Torch.inverse cuda error

cbd · December 14, 2021, 11:49am

I used “a = torch.inverse(mat_inverse)” line in my code. It works fine on google colab but gives below error when run on GPU.

RuntimeError: CUDA error: invalid argument
CUDA kernel errors might be asynchronously reported at some other API call,so the stacktrace below might be incorrect.
For debugging consider passing CUDA_LAUNCH_BLOCKING=1.

With CUDA_LAUNCH_BLOCKING=1 it shows below error. Is it related to memory requirement?
RuntimeError: CUDA error: invalid argument

ptrblck · December 15, 2021, 2:21am

Could you post a minimal code snippet to reproduce the issue as well as the output of python -m torch.utils.collect_env, please?

cbd · December 16, 2021, 2:52am

It was memory issue as GPU is shared.

ptrblck · December 16, 2021, 7:14am

An invalid argument error is usually not raised if you are running out of memory.
Do you remember which operation raised it when you saw the stack trace (in case you were running with CUDA_LAUNCH_BLOCKING=1)?

cbd · December 16, 2021, 7:48am

You are right. Its not memory issue. The function gives error is “torch.inverse”. Please find the details you required. Let me know if you could resolve.

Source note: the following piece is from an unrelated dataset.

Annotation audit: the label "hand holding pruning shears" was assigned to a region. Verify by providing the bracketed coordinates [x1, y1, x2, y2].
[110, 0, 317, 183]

PyTorch version: 1.10.0+cu113
Is debug build: False
CUDA used to build PyTorch: 11.3
ROCM used to build PyTorch: N/A

OS: Ubuntu 18.04.2 LTS (x86_64)
GCC version: (Ubuntu 7.5.0-3ubuntu1~18.04) 7.5.0
Clang version: Could not collect
CMake version: version 3.10.2
Libc version: glibc-2.25

Python version: 3.6.9 (default, Jan 26 2021, 15:33:00)  [GCC 8.4.0] (64-bit runtime)
Python platform: Linux-5.4.0-91-generic-x86_64-with-Ubuntu-18.04-bionic
Is CUDA available: True
CUDA runtime version: 10.0.130
GPU models and configuration: GPU 0: Quadro P5000
Nvidia driver version: 450.119.03
cuDNN version: /usr/lib/x86_64-linux-gnu/libcudnn.so.7.6.4
HIP runtime version: N/A
MIOpen runtime version: N/A

Versions of relevant libraries:
[pip3] numpy==1.19.4
[pip3] torch==1.10.0+cu113
[pip3] torchfile==0.1.0
[pip3] torchvision==0.11.1+cu113
[pip3] torchviz==0.0.2

ptrblck · December 16, 2021, 7:51am

Could you post an executable code snippet to reproduce the issue?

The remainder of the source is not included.